Gary Brewton, MD, FACP
 
Trained at some of the most prestigious institutions in the United States, Dr. Brewton has served the community in a variety of roles over the years: 
     • As a medical student, he was one of the founders of the Montrose Clinic (now Legacy Community Health Services), writing the detailed health plan and treatment protocols that got the Clinic started on a solid foundation. 
     • Following graduation from Baylor College of Medicine, he served a year with the National Health Service Corps in El Paso, Texas, working at the understaffed Centro Medico del Valle near the historic Ysleta puebla, one of the oldest (1682) settlements in Texas. 
     • He saw his first person with what would later be known as AIDS in 1982 while still in training at the Houston Veterans Administration Hospital. As a resident he became a resource for HIV/AIDS related information. He attended the First International Conference on AIDS in Atlanta, Georgia in 1985, and was invited to join the faculty of the University of Texas System Cancer Center-M.D. Anderson Hospital and Tumor Institute, working in the HIV/AIDS clinic there. One of the first full-time HIV clinical researches in the city, he rose to the rank of Assistant Professor before he left M.D. Anderson when the Institute for Immunological Disorders, a hospital and clinic set up by UT-M.D. Anderson, closed its doors in 1987. 
     • From 1987 to 1998 Dr. Brewton worked with the group of HIV/AIDS and cancer specialists known as OnCol Medical Associates, which provided state-of-the art care in facilities that included a reference immunology laboratory, an infusion pharmacy paired with an infusion center with on-site pharmacists and nurses that enabled people to receive high quality care while remaining comfortable at home, negatively-pressurized inhalation therapy rooms, clinic spaces, classrooms, and meeting rooms. At present, he continues his work in advanced HIV care, providing his patients access to the latest treatments available through expanded access programs before they are available to the general public by prescription.
     • In 1993 the leaders in Internal Medicine nationwide elected him a Fellow of the American College of Physicians.
     • For 1996 and 1997 he was elected by his peers Chief of Staff of Twelve Oaks Hospital. 
     • Since 1998 he has developed expertise in the use of the Electronic Health Record (EHR).

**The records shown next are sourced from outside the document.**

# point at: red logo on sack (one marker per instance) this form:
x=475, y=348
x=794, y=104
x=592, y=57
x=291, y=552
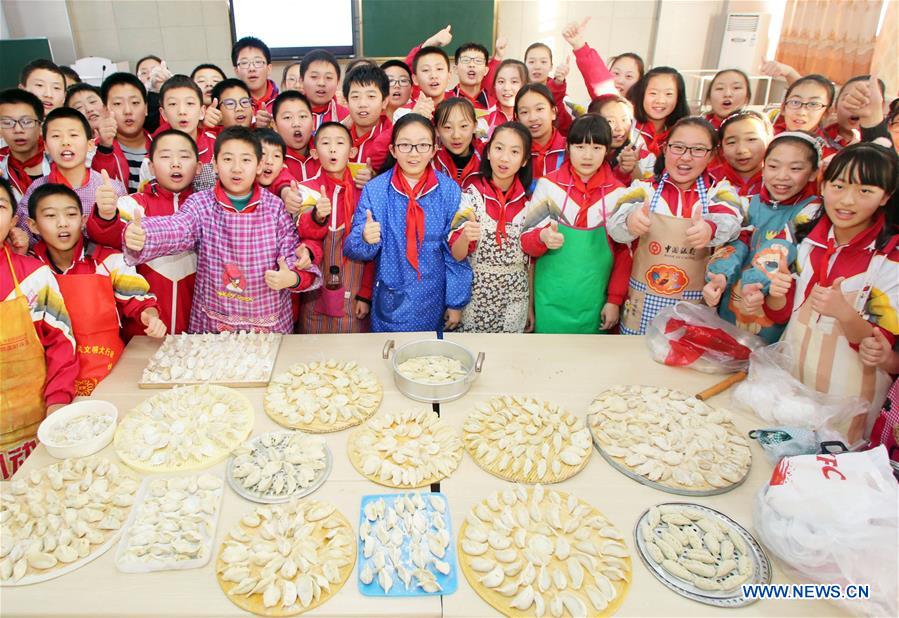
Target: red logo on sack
x=667, y=280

     • In April 1998, Dr. Brewton realized a long-held vision by opening a private practice office to provide primary care for adults. One of his greatest professional joys has been the ability to talk to patients and listen to them at a leisurely pace. He has always endeavored to give the kind of personalized care that many people find missing in medicine today. 
     • He routinely recertifies his credentials as an AIDS expert. Most recently in 2009 he passed the recredentialing examination of the American Academy of HIV Medicine. 
     • In 2007, he entered seminary on a part time basis in the Houston-Galveston program of Perkins School of Theology-Southern Methodist University. Part of the motive of this has been to give voice to the unmerited suffering that he observed during the "bad years" of HIV/AIDS as a physician, as a partner of someone who died, and as a member of the community, especially the particular community at Bering Memorial United Methodist Church. Those who suffer include not only the infected but also all the others of us who have been affected. Apart from HIV/AIDS, gay-lesbian-bisexual-transgendered (GLBT) people suffer because of discrimination by fundamentalists and by the church hierarchy who deny them full participation in all aspects of church life. Yet both church and family are central to the upbringing of many people. The stories of people with HIV/AIDS and the stories of GLBT Christians are linked in many ways, especially stories of rejection. Dr. Martin Luther King, Jr., said that unmerited suffering is redemptive. The quiet courage of those who endured and continue to endure is not always appreciated. In the midst of suffering, great beauty can be present. Dr. Brewton's plan is to study how telling the stories of people who have suffered may be a means of healing for the community at large. He is grateful for the support of the faculty at Perkins, his immediate and extended family of origin, and his family of choice at Bering.  His hope is to practice a "bivocational ministry" of physical and spiritual healing.  He is a certified candidate for ordination as an Elder in the Texas Annual Conference of the United Methodist Church.